A huge stuff up
Newsroom reports:
Leading anti-smoking campaigners say officials’ modelling wrongly suggested the Government’s plan would reduce smoking rates by 85 percent within five years
In a new review released early Monday morning, researchers from Action on Smoking and Health say the modelling underpinning the Government’s plan to mandate cigarettes be sold without nicotine is “significantly flawed”.
So this is ASH saying the Government is over hyping the impact of their proposed policy.
Modelling commissioned by the Ministry of Health and referenced in Cabinet documents and the bill’s Regulatory Impact Statement suggests the denicotinisation could be expected to reduce smoking rates by 85 percent within five years.
Youdan says this is based on a misreading of a clinical trial on the provision of nicotine-free cigarettes to people who wanted to quit smoking.
“The assumptions that they put into the model are massively overestimating the likely impact of that policy.”
The trial provided people motivated to quit with behavioural support. Some also received nicotine-free cigarettes, while a control group didn’t. Six months on, 28 percent of those in the control group said they hadn’t smoked in the past week, compared to 33 percent in the denicotinised group.
The Government’s modelling assumed that denicotinising all tobacco products in New Zealand would lead to a 33 percent quit rate each year and an eventual 85 percent reduction after five years, which Youdan says is erroneous for a number of reasons.

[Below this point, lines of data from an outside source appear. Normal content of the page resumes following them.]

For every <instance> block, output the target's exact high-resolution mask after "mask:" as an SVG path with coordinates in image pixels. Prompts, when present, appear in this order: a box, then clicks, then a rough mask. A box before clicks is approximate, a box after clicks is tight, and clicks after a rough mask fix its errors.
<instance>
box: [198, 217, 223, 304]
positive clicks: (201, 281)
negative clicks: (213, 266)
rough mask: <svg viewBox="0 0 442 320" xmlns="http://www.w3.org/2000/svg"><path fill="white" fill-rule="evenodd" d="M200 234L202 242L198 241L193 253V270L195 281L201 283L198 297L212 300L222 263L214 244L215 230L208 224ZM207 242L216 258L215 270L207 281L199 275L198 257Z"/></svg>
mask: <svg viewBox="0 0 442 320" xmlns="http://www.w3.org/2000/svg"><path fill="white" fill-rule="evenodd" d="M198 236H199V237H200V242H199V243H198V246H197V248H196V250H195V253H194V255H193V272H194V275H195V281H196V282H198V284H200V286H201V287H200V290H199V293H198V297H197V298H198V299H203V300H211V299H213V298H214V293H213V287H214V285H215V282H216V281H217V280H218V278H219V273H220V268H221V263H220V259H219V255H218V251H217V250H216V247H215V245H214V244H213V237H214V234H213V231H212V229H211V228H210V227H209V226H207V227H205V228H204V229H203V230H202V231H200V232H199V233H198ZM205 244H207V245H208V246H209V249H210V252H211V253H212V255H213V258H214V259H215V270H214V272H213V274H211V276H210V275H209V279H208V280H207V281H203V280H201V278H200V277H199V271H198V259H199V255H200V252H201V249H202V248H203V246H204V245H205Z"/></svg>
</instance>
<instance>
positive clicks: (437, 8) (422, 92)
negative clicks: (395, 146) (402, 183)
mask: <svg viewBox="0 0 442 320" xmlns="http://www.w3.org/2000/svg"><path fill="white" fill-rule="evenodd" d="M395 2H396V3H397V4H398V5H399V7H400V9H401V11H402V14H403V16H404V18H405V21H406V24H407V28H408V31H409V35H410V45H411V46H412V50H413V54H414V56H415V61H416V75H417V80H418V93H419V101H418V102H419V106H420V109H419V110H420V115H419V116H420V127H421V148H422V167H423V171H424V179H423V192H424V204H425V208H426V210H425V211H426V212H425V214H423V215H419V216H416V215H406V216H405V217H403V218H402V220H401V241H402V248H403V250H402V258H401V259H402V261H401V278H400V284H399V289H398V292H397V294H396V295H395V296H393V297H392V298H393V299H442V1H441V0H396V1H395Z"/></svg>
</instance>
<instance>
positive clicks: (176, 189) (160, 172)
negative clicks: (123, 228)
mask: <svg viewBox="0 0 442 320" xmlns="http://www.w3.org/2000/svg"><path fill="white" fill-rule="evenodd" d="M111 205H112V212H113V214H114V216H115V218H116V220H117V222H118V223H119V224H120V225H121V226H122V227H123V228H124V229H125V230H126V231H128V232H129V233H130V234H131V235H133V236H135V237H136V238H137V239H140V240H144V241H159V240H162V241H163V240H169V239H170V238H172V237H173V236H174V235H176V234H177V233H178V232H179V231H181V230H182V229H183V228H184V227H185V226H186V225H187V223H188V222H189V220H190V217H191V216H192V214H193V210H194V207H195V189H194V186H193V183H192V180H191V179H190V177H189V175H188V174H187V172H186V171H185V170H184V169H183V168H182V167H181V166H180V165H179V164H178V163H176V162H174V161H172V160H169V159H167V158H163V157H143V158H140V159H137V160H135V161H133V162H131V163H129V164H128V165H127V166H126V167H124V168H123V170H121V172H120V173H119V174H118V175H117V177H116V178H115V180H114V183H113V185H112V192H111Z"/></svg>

First, the nicotine-free impact in the clinical study was only 5 percent – the bulk of the quit rate came from the behavioural support provided to all participants.
This is a huge stuff up. Basically the impact of nicotine-free was to increase quit rates by 5%, not 33%. And they compounded the 33% figure to get the absolutely implausible figure of an 85% quit rate in five years.
The minister in charge of the Smokefree 2025 plan, Associate Health Minister Ayesha Verrall, said she hadn’t relied too much on the modelling in question when designing the policy and the findings wouldn’t have changed her decision-making at the time.
That is a farcical denial. Officials said hey Minister this will reduce the number of smokers by 85% in five years, and Verrall claims that was not a significant factor in approving the policy.
Given the findings of the review, ASH has asked the Government to have the modelling independently vetted and allow the most dependent smokers access to nicotine cigarettes in a controlled way.
Verrall said she would look at ASH’s review but suggested it probably wouldn’t change the Government’s direction.
“I always welcome scientific debate. I think, though, I am confident of the measures that we’ve got and I’m very pleased to be taking strong action to getting tobacco out of our community.”
This isn’t debate. The official advice was clearly wrong. And the so called strong action is in fact window dressing.
Good on ASH for putting the science first. If only the Government would follow the science.